《信玄流人間洞察》

 武田信玄の“人間の性格を知る方法”として、こんなエピソードがあります。

 信玄は、よく子供や若者を集めて合戦の話をするのが好きだった。それが耳学問として、やがて実際に合戦場に出たとき役立つと思うからである。いってみれば、実戦の前の理論講義のようなものだ。
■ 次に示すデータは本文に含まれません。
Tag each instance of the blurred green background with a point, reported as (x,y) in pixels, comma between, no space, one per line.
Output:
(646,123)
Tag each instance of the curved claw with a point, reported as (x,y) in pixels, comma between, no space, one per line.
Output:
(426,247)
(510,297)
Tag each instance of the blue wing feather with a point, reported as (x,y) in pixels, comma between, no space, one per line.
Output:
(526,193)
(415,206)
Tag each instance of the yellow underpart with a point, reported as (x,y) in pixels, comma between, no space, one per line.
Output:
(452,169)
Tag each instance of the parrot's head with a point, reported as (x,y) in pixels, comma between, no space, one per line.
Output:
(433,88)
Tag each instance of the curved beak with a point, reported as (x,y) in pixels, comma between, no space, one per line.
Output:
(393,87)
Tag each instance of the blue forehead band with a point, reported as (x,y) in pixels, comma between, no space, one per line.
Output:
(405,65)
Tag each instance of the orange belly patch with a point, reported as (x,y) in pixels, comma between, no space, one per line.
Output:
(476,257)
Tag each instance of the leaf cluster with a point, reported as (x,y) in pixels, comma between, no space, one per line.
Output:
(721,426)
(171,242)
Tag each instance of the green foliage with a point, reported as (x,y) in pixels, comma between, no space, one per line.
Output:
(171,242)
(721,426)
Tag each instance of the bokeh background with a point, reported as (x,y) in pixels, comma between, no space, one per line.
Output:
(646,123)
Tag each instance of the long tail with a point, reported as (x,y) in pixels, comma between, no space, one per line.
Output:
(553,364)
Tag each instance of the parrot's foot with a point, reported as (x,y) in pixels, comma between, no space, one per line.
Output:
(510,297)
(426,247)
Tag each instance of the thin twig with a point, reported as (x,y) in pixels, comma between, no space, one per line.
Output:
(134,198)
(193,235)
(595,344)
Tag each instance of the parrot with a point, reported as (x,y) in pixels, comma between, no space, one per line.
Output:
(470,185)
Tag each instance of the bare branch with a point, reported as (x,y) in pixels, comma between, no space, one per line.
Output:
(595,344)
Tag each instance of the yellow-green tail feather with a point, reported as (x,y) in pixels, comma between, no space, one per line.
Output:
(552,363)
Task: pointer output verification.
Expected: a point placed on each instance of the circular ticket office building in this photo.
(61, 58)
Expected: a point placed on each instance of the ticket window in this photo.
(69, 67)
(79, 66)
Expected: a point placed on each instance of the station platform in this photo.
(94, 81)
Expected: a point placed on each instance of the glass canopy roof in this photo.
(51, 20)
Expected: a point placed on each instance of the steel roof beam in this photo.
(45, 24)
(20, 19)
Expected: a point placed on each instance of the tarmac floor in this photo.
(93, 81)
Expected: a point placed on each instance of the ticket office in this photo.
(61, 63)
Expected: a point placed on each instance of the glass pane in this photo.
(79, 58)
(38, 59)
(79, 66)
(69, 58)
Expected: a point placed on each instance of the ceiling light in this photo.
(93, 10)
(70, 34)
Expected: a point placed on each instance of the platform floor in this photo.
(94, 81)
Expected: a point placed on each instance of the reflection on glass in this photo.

 『合戦の話をするときに、四人の若者が聞いていたとする。聞き方がそれぞれ違う。一人は、口をあけたまま話し手である私をジッと見つめている。二番目は、私と目を合わせることなく、ややうつむいて耳だけを立てている。三番目は、話し手である私の顔を見ながら、時々うなずいたりニッコリ笑ったりする。四番目は、話の途中で席を立ちどこかに行ってしまう』

 こういうように相手の反応を見る信玄は、これらの聞き方によって次のように分析する。
※口をポカンとあけて私を見ている者
 話の内容がまったくわかっててない。注意散漫で、こういう人間は一人立ちできない。
※うつむいてジッと耳を立てている者
 視線を合わせることなく話しだけに集中しようと努力している証拠だ。今の武田家で活躍している連中のほとんどが、若い時にこのような話の聞き方をしたものだ。
※時々うなずいたりニコニコ笑ったりする者
 これは話の内容を受け止めるよりも、その社交性を誇示するほうに力が注がれている。従って、話の本質を完全にとらえる事ができない。
※話の途中で席を立ってしまう者
 臆病者か、あるいは自分に思い当たるところがあってそこをグサリと刺されたので、いたたまれなくなった証拠だ。

 武田信玄流の鋭い人間洞察力です。